Problem of infinities in QED Other than Renormalization what were the other approaches taken to solve the problem (by physicists of that period)? Why were they not as successful as Renormalization?
 A: One group of those alternative approaches:
Some people have attempted to modify classical electrodynamics, removing singularities before even going to a quantized theory. There are, for example, the nonlinear theory by Born and Infeld (1934) or the higher-order theory by Bopp (1940) and Podolsky (1942). They were less (or even not) successful due to technical difficulties (no superposition in the nonlinear theory, ghosts in the higher-order theory) and no experimental confirmation of the effects in classical field theory.

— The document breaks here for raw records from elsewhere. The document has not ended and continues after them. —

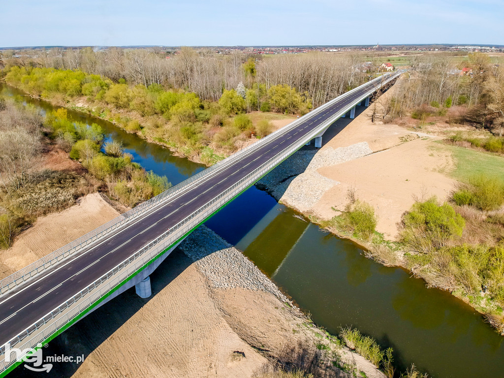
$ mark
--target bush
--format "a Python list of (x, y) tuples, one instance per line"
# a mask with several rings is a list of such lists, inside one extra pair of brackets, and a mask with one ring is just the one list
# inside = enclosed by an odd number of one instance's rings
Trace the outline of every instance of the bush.
[(120, 142), (112, 141), (105, 144), (103, 147), (105, 153), (109, 156), (113, 157), (119, 157), (122, 156), (124, 152), (124, 149), (122, 147), (122, 143)]
[(401, 241), (415, 252), (427, 253), (461, 236), (465, 221), (447, 203), (439, 205), (435, 197), (417, 202), (405, 212), (401, 222)]
[(504, 138), (490, 137), (485, 142), (483, 148), (492, 152), (504, 151)]
[(124, 127), (124, 130), (130, 133), (136, 133), (142, 130), (140, 123), (136, 119), (132, 119)]
[[(381, 366), (385, 357), (385, 352), (380, 349), (373, 339), (363, 336), (358, 330), (352, 330), (350, 327), (342, 328), (340, 337), (350, 349), (357, 351), (357, 353), (376, 367)], [(391, 358), (392, 351), (392, 349), (390, 349), (390, 351), (388, 351), (387, 353), (388, 357)]]
[(261, 111), (263, 112), (271, 111), (271, 105), (268, 101), (265, 101), (261, 104)]
[(152, 196), (155, 197), (167, 191), (171, 187), (166, 176), (158, 176), (152, 171), (148, 172), (146, 176), (147, 182), (152, 189)]
[(264, 138), (271, 133), (273, 127), (267, 119), (261, 119), (256, 125), (256, 135), (259, 138)]
[(238, 114), (233, 120), (233, 124), (241, 131), (250, 130), (253, 128), (252, 121), (246, 114)]
[(483, 211), (494, 210), (504, 204), (504, 181), (483, 175), (469, 178), (453, 195), (457, 205), (470, 205)]
[(358, 200), (349, 204), (335, 220), (340, 228), (364, 240), (374, 233), (377, 222), (372, 206)]
[(219, 104), (228, 114), (238, 114), (245, 109), (245, 100), (234, 89), (224, 90)]
[(454, 202), (459, 206), (471, 205), (474, 202), (474, 195), (466, 188), (460, 189), (455, 192), (453, 194), (453, 199)]
[(70, 158), (77, 160), (88, 160), (99, 153), (100, 146), (92, 141), (85, 139), (79, 141), (72, 148)]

A: I know of two other approaches, there is Schwinger's source theory. What this exactly does, nobody seems to really know, see the three volume set "Particles, Sources, And Fields" by him. Basically it is QED without the quantum fields. Some claim without infinities.
The other approach is causal pertubation theory. I think this is due to a paper by Epstein and Glaser (1973) and laid out in Scharf's 'finite quantum electrodynamics'. The idea is, that the infinities in pertubation theory come from not being careful with distributions, and if one keeps causality at each step, all results are finite. (No finite claim about the full summation of the pertubation expansion is done, of course).
A: Renormalization is not successful itself, it is not sufficient. One needs to sum up soft mode condtributions too, if we speak of QED.
Renormalization (of mass) in the Classical electrodynamics is not successful either. We content ourselves wwith some approximate equations, as a matter of fact.